Camp Nano avril 2024 : J8

J’entame la deuxième semaine dans ce défi d’écriture foufou.

La fatigue s’installe. Je me suis inscrite à un atelier de reliure créative. À une heure de route de chez moi. Je n’aime pas conduire. Surtout sur des routes que je ne connais pas. Surtout « si loin » de chez moi. Et ce matin, en partant conduire les enfants à l’école, je découvre ma voiture couverte de sable du Sahara.

La route fut longue, chargée, accidentée, stressante. Heureusement que j’ai écrit ce matin, car ce soir, je suis vannée !

 » La volonté de gagner est importante, mais la volonté de se préparer à gagner est cruciale. » – Bobby Knight

Camp Nano avril 2024 : J5

Les cinq premiers jours d’écriture sont faciles pour moi. C’est après. Après, viennent les doutes, les questions, la baisse de motivation. Je le sais, ce n’est pas nouveau. Sauf, que ce matin, au moment de taper sur mon clavier, je n’ai pas ressenti cette sensation d’ennui ni les doutes grimper insidieusement en moi. Mon histoire avance. J’ai un bon rythme. Je n’éprouve pas cette « obligation » de progresser. C’est avec plaisir que j’ouvre mon ordinateur, que je double-clic sur mon fichier et que je rentre dans l’histoire comme lorsque j’ouvre un livre qui me plaît.

Bon, j’ai dis, je dis que je dois absolument m’occuper des fiches de mes personnages. Et là, ça urge.
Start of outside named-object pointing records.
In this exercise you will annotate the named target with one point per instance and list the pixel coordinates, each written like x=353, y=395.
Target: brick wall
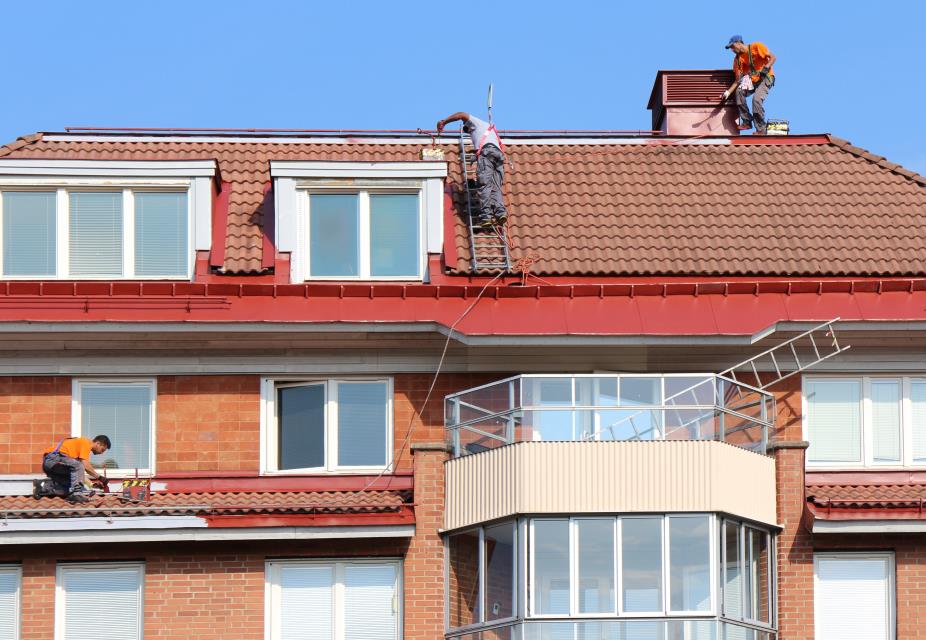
x=35, y=412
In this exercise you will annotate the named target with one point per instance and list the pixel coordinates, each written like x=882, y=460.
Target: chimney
x=687, y=103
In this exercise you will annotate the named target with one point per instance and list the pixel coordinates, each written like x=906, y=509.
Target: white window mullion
x=63, y=220
x=867, y=435
x=128, y=233
x=364, y=232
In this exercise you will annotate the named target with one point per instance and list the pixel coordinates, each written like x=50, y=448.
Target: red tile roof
x=744, y=206
x=214, y=504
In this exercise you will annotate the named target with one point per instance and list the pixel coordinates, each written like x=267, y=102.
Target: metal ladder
x=783, y=361
x=489, y=246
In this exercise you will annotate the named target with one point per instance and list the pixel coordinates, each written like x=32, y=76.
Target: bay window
x=865, y=421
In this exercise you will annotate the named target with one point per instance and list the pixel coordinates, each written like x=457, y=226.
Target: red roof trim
x=219, y=224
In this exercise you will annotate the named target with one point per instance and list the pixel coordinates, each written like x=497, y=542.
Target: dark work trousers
x=66, y=473
x=490, y=171
x=759, y=94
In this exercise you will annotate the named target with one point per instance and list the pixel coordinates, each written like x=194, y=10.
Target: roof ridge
x=19, y=143
x=875, y=159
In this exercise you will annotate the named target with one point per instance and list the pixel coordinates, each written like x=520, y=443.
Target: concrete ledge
x=786, y=444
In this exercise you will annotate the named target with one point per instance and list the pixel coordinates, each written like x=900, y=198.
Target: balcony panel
x=609, y=477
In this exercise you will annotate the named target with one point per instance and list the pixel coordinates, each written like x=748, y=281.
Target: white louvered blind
x=370, y=602
x=306, y=606
x=9, y=603
x=852, y=597
x=834, y=420
x=122, y=412
x=102, y=603
x=29, y=233
x=918, y=419
x=95, y=234
x=161, y=234
x=885, y=420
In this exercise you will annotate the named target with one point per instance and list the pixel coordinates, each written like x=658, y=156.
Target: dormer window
x=103, y=220
x=359, y=221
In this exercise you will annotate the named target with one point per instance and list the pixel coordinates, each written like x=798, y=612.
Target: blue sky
x=850, y=68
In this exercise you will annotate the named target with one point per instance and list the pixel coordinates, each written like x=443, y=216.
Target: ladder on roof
x=489, y=245
x=792, y=356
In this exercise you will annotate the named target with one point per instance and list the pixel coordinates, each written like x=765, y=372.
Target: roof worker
x=490, y=166
x=754, y=76
x=66, y=465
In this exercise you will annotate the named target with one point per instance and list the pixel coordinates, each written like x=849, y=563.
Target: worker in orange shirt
x=66, y=465
x=752, y=66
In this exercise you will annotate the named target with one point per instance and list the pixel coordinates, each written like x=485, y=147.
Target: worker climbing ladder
x=489, y=245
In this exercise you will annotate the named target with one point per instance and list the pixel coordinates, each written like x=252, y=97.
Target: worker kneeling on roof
x=65, y=466
x=490, y=166
x=754, y=76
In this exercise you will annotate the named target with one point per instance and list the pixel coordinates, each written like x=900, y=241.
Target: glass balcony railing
x=654, y=629
x=609, y=407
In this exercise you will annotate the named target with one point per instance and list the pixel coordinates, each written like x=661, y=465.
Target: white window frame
x=16, y=569
x=60, y=594
x=891, y=579
x=272, y=588
x=294, y=181
x=665, y=613
x=77, y=385
x=269, y=437
x=866, y=446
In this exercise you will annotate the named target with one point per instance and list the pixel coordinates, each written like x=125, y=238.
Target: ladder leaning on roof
x=489, y=246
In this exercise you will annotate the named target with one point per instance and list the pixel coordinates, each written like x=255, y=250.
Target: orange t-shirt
x=74, y=447
x=760, y=59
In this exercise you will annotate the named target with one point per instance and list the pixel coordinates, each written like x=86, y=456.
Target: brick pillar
x=795, y=547
x=424, y=562
x=38, y=599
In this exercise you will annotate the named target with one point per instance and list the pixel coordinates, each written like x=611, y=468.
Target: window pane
x=641, y=558
x=334, y=237
x=9, y=604
x=463, y=549
x=852, y=598
x=834, y=420
x=918, y=410
x=733, y=573
x=885, y=420
x=87, y=590
x=96, y=234
x=29, y=233
x=596, y=566
x=551, y=567
x=301, y=424
x=122, y=412
x=161, y=231
x=757, y=576
x=394, y=235
x=362, y=423
x=499, y=571
x=306, y=606
x=370, y=602
x=689, y=563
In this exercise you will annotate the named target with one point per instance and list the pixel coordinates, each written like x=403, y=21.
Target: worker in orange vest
x=66, y=465
x=752, y=66
x=490, y=166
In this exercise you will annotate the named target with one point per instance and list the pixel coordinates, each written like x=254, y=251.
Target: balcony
x=604, y=444
x=531, y=408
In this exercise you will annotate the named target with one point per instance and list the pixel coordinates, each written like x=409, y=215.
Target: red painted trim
x=268, y=227
x=219, y=224
x=450, y=218
x=209, y=482
x=405, y=516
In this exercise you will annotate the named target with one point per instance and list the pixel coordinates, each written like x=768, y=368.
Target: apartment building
x=351, y=433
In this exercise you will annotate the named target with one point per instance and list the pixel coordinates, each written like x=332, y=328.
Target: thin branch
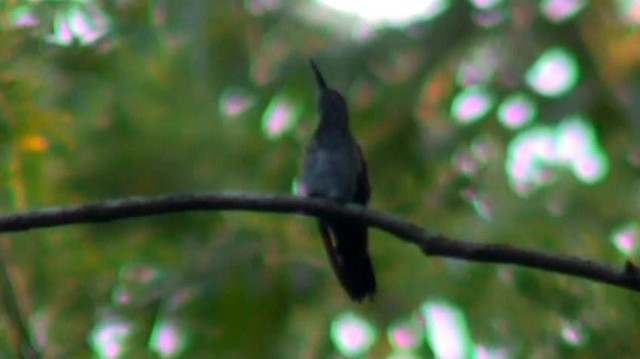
x=430, y=243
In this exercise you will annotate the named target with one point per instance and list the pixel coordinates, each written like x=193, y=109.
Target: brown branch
x=429, y=242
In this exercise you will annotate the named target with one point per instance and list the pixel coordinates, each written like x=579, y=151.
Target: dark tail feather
x=349, y=257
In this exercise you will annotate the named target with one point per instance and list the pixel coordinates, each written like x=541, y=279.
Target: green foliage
x=173, y=97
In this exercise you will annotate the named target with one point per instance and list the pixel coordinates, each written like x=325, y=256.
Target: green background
x=143, y=110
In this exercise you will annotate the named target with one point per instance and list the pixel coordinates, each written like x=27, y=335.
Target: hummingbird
x=334, y=169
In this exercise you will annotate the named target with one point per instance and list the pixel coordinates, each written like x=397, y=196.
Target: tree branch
x=627, y=276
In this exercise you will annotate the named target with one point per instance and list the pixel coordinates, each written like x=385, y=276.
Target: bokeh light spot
x=446, y=330
x=471, y=104
x=80, y=23
x=572, y=333
x=399, y=12
x=234, y=101
x=561, y=10
x=166, y=339
x=279, y=117
x=535, y=154
x=405, y=335
x=629, y=11
x=352, y=335
x=108, y=338
x=486, y=4
x=516, y=110
x=625, y=238
x=22, y=16
x=554, y=73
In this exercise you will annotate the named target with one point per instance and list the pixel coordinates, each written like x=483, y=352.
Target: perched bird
x=334, y=169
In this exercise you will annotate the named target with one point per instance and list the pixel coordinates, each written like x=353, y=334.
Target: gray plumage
x=334, y=169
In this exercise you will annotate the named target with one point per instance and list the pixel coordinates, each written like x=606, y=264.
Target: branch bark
x=431, y=243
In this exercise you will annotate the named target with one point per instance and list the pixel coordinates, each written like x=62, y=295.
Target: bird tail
x=346, y=246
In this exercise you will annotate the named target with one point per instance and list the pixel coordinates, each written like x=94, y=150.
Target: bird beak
x=319, y=78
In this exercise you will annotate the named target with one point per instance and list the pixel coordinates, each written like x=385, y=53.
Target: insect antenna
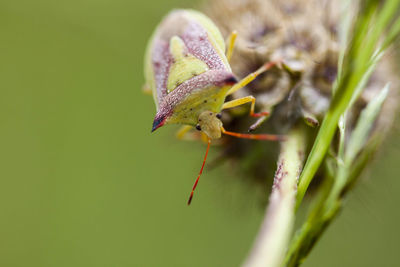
x=265, y=137
x=201, y=171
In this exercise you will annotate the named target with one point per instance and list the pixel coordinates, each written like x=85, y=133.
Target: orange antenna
x=267, y=137
x=201, y=171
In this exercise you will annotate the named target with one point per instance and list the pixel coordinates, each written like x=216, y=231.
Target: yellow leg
x=246, y=80
x=244, y=100
x=231, y=44
x=182, y=132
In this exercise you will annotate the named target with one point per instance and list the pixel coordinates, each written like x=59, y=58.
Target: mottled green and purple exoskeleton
x=189, y=75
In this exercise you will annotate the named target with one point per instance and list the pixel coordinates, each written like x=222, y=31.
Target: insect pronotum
x=187, y=70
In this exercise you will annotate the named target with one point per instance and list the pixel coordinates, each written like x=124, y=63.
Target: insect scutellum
x=188, y=72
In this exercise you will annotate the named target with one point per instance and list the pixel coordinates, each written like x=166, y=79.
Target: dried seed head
x=305, y=36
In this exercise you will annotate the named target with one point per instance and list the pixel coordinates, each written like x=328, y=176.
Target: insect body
x=189, y=75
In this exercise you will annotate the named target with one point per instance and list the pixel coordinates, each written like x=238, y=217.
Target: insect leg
x=244, y=100
x=231, y=44
x=265, y=137
x=147, y=90
x=201, y=171
x=249, y=78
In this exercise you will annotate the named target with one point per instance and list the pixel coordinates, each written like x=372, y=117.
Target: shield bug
x=187, y=70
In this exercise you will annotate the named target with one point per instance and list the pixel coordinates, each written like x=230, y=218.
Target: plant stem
x=273, y=238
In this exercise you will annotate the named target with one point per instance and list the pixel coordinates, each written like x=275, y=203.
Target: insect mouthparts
x=157, y=123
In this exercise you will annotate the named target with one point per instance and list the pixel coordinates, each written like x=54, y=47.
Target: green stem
x=274, y=235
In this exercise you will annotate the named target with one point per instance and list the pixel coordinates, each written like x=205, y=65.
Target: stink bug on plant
x=187, y=70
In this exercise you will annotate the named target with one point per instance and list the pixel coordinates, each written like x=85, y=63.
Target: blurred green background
x=84, y=183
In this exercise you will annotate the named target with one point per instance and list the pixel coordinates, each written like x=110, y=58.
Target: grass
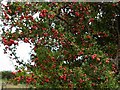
x=11, y=85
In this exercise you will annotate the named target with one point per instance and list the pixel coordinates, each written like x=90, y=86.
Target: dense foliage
x=73, y=43
x=7, y=75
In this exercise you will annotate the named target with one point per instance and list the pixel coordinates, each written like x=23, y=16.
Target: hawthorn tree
x=73, y=43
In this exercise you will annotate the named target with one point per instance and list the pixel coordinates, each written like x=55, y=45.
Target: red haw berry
x=22, y=17
x=26, y=40
x=93, y=84
x=14, y=73
x=91, y=20
x=45, y=34
x=9, y=11
x=94, y=56
x=47, y=80
x=107, y=61
x=77, y=14
x=98, y=59
x=88, y=37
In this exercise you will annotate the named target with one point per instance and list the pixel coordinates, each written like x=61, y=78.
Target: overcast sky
x=22, y=51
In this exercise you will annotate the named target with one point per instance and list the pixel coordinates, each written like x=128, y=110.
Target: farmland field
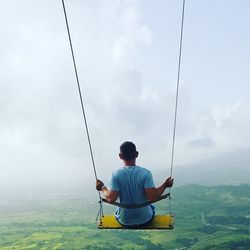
x=206, y=218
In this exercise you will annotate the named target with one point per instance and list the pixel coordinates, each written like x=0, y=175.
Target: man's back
x=130, y=182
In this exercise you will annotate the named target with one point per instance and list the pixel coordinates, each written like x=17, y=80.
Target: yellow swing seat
x=159, y=222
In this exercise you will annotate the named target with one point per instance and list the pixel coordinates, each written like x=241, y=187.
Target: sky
x=127, y=55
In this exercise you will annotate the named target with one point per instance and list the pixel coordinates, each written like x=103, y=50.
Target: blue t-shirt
x=130, y=182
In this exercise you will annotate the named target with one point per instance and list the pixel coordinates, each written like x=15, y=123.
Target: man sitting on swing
x=133, y=185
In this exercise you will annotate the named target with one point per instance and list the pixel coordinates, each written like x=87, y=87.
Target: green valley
x=206, y=218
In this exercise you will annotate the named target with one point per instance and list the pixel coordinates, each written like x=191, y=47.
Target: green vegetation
x=206, y=218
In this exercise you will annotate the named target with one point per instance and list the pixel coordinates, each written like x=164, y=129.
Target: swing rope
x=176, y=98
x=100, y=213
x=177, y=87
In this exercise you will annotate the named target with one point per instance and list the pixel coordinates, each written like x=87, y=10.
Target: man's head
x=128, y=151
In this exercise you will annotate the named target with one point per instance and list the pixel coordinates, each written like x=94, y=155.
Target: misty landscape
x=127, y=54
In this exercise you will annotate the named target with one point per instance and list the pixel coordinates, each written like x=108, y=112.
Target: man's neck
x=129, y=163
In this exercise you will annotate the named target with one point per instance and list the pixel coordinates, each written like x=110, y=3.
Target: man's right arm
x=153, y=194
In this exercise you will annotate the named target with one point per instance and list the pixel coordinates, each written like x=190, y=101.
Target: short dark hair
x=128, y=150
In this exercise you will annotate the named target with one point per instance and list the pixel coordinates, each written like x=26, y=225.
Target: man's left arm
x=110, y=195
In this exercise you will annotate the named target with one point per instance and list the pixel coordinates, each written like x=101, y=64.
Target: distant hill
x=226, y=169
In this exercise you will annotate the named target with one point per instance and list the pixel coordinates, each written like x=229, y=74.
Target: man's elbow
x=111, y=200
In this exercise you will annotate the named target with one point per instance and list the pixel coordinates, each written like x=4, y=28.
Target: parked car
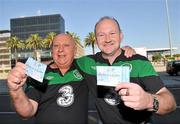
x=173, y=67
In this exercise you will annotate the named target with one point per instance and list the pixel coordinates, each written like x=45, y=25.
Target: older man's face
x=63, y=50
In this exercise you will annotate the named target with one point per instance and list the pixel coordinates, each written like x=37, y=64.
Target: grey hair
x=108, y=18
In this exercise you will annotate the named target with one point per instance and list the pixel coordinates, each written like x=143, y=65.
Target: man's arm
x=24, y=106
x=166, y=101
x=139, y=99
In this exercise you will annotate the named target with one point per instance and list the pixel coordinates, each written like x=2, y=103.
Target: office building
x=25, y=26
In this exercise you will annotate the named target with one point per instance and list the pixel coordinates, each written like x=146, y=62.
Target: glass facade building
x=25, y=26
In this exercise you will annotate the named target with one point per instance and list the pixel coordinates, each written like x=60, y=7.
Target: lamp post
x=169, y=32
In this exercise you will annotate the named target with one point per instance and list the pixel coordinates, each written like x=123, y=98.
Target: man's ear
x=121, y=36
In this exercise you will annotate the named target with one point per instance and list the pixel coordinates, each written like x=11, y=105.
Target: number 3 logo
x=66, y=97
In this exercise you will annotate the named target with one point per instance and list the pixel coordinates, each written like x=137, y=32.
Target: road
x=8, y=116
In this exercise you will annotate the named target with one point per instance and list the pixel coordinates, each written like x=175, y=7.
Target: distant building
x=80, y=50
x=5, y=54
x=150, y=52
x=25, y=26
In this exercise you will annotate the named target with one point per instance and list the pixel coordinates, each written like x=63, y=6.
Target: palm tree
x=35, y=42
x=90, y=41
x=49, y=39
x=14, y=43
x=75, y=37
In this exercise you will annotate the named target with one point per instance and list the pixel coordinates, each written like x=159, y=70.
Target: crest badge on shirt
x=66, y=96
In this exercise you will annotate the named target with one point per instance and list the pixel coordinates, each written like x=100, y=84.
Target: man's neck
x=63, y=70
x=112, y=57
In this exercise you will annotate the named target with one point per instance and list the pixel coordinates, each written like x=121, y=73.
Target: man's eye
x=101, y=35
x=112, y=33
x=55, y=46
x=66, y=45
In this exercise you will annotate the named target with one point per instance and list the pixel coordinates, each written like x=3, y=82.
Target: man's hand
x=129, y=51
x=134, y=96
x=17, y=77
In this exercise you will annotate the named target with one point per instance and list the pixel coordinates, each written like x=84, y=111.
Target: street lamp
x=169, y=32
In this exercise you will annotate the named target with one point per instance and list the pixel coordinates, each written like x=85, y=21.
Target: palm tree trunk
x=15, y=55
x=93, y=49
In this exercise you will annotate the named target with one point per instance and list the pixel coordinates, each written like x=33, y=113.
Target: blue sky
x=143, y=22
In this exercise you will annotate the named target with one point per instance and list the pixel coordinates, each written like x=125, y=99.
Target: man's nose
x=107, y=39
x=61, y=48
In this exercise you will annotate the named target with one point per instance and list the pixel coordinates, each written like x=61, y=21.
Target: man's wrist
x=154, y=103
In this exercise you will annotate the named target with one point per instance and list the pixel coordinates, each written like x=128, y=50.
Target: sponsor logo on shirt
x=66, y=97
x=77, y=74
x=112, y=99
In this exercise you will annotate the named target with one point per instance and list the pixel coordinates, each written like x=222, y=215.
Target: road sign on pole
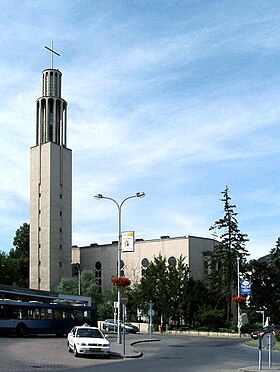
x=124, y=299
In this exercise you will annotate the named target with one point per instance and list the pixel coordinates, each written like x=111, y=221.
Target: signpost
x=245, y=286
x=124, y=299
x=124, y=302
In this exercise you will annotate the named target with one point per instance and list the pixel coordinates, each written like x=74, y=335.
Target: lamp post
x=77, y=267
x=239, y=318
x=119, y=206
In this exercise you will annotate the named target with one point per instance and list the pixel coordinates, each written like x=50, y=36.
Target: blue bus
x=24, y=318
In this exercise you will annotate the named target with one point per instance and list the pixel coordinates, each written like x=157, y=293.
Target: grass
x=255, y=343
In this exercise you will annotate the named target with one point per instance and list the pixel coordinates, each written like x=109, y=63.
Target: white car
x=87, y=340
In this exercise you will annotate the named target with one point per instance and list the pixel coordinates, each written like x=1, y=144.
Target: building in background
x=103, y=258
x=50, y=189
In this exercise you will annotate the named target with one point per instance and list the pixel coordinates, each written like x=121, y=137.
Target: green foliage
x=213, y=319
x=175, y=296
x=266, y=286
x=67, y=286
x=14, y=266
x=104, y=303
x=224, y=257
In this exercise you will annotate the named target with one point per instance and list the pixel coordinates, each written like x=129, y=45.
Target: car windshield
x=87, y=332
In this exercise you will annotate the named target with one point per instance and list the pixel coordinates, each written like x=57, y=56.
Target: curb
x=136, y=353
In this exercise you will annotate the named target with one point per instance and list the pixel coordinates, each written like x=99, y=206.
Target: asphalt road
x=171, y=353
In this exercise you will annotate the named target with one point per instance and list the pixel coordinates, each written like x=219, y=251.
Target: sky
x=175, y=98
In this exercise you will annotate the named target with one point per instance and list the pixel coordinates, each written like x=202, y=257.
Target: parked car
x=87, y=340
x=110, y=325
x=275, y=329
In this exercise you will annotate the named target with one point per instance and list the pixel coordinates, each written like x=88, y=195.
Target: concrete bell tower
x=50, y=188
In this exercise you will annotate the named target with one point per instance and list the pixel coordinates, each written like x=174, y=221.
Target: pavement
x=256, y=368
x=128, y=349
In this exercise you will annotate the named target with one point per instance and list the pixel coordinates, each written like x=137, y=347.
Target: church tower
x=50, y=189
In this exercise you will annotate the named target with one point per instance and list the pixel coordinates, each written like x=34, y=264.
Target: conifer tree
x=231, y=244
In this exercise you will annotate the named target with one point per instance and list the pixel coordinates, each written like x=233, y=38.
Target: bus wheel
x=21, y=330
x=75, y=352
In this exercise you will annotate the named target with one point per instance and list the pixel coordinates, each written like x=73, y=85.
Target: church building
x=50, y=188
x=51, y=251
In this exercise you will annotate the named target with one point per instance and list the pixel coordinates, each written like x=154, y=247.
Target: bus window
x=46, y=314
x=59, y=314
x=36, y=314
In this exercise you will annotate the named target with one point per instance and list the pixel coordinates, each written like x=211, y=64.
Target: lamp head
x=98, y=196
x=140, y=194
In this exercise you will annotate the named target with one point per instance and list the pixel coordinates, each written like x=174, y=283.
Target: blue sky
x=174, y=98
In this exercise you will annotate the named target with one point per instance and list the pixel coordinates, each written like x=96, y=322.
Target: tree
x=164, y=285
x=224, y=257
x=14, y=266
x=266, y=285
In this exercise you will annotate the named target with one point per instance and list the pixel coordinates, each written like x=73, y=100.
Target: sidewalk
x=128, y=350
x=256, y=368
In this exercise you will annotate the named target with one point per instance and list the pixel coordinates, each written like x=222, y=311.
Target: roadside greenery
x=14, y=266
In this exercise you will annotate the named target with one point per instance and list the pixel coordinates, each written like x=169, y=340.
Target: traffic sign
x=246, y=286
x=124, y=299
x=269, y=338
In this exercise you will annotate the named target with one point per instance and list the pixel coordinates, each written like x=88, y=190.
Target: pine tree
x=231, y=245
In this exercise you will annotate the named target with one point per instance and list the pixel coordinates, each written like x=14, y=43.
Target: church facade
x=51, y=253
x=102, y=259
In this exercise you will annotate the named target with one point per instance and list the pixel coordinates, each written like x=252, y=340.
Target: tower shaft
x=50, y=189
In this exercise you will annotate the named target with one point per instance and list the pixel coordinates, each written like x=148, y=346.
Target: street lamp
x=119, y=205
x=239, y=317
x=77, y=267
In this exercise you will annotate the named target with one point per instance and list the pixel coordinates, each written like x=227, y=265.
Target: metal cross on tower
x=52, y=53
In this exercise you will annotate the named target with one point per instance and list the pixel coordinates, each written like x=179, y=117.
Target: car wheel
x=21, y=330
x=76, y=352
x=69, y=348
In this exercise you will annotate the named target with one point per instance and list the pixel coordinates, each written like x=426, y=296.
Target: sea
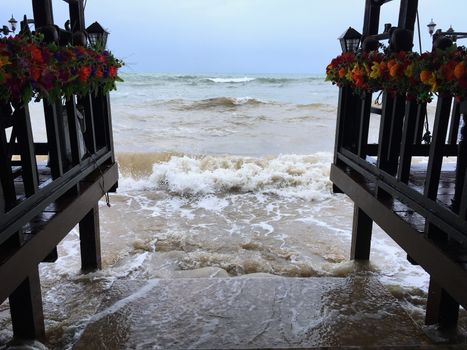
x=221, y=175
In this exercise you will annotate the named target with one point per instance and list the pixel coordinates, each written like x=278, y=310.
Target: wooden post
x=407, y=14
x=441, y=308
x=371, y=18
x=362, y=147
x=435, y=160
x=395, y=134
x=461, y=173
x=408, y=133
x=6, y=176
x=361, y=235
x=43, y=14
x=77, y=15
x=89, y=233
x=26, y=144
x=454, y=125
x=26, y=308
x=73, y=130
x=420, y=123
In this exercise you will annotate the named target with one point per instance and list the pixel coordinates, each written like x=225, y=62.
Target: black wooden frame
x=38, y=208
x=377, y=177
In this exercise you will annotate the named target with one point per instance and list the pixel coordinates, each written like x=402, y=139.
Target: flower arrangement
x=31, y=69
x=407, y=73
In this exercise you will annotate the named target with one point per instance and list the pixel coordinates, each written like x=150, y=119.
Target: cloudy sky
x=233, y=36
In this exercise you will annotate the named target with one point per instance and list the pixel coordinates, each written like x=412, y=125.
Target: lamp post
x=97, y=35
x=450, y=33
x=5, y=30
x=350, y=40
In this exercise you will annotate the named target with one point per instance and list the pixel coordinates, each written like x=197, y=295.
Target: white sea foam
x=302, y=176
x=231, y=80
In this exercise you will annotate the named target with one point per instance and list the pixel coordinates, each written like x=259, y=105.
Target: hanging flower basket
x=31, y=69
x=443, y=72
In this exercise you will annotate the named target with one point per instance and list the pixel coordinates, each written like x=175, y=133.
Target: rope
x=419, y=34
x=427, y=136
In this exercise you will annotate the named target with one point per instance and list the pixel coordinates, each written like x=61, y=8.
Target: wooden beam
x=441, y=308
x=90, y=243
x=452, y=276
x=28, y=257
x=27, y=315
x=361, y=235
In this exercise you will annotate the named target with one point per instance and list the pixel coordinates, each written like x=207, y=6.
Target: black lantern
x=97, y=35
x=13, y=23
x=350, y=40
x=431, y=27
x=5, y=30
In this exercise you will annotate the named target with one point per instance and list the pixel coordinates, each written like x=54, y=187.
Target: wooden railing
x=422, y=208
x=79, y=141
x=387, y=164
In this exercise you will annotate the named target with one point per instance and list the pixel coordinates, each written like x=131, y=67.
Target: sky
x=234, y=36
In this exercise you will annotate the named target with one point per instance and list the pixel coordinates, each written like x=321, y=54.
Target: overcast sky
x=234, y=36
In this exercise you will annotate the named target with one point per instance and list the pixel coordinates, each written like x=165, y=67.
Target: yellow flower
x=409, y=70
x=4, y=61
x=375, y=71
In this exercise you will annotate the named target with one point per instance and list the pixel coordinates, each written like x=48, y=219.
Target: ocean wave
x=303, y=176
x=230, y=80
x=229, y=102
x=156, y=79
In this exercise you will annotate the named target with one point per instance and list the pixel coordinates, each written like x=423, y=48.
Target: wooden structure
x=41, y=202
x=421, y=205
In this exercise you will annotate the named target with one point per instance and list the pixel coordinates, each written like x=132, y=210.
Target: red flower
x=35, y=73
x=36, y=54
x=99, y=73
x=112, y=71
x=84, y=73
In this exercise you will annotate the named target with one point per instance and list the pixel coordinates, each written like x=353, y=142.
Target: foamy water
x=220, y=176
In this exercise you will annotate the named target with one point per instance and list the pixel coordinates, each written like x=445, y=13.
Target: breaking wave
x=303, y=176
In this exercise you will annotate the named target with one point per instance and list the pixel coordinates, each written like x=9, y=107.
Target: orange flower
x=425, y=76
x=459, y=71
x=383, y=67
x=394, y=70
x=99, y=73
x=448, y=70
x=35, y=73
x=36, y=54
x=358, y=76
x=84, y=73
Donc, je vous laisse avec ma photo et mon proverbe du jour.

Je clôture ce billet avec un autre petit mot d’auto-encouragement :

Tu es sur la bonne voie ! Reste concentrée et continue à écrire avec passion.

Camp Nano avril 2024 : J3

L’imagination est là, au rendez-vous. Elle est tellement présente et insistante que je suis un peu frustrée de devoir éteindre mon ordinateur le matin. Bah oui, il faut travailler. Parfois. L’argent ne tombe pas du ciel, comme par enchantement.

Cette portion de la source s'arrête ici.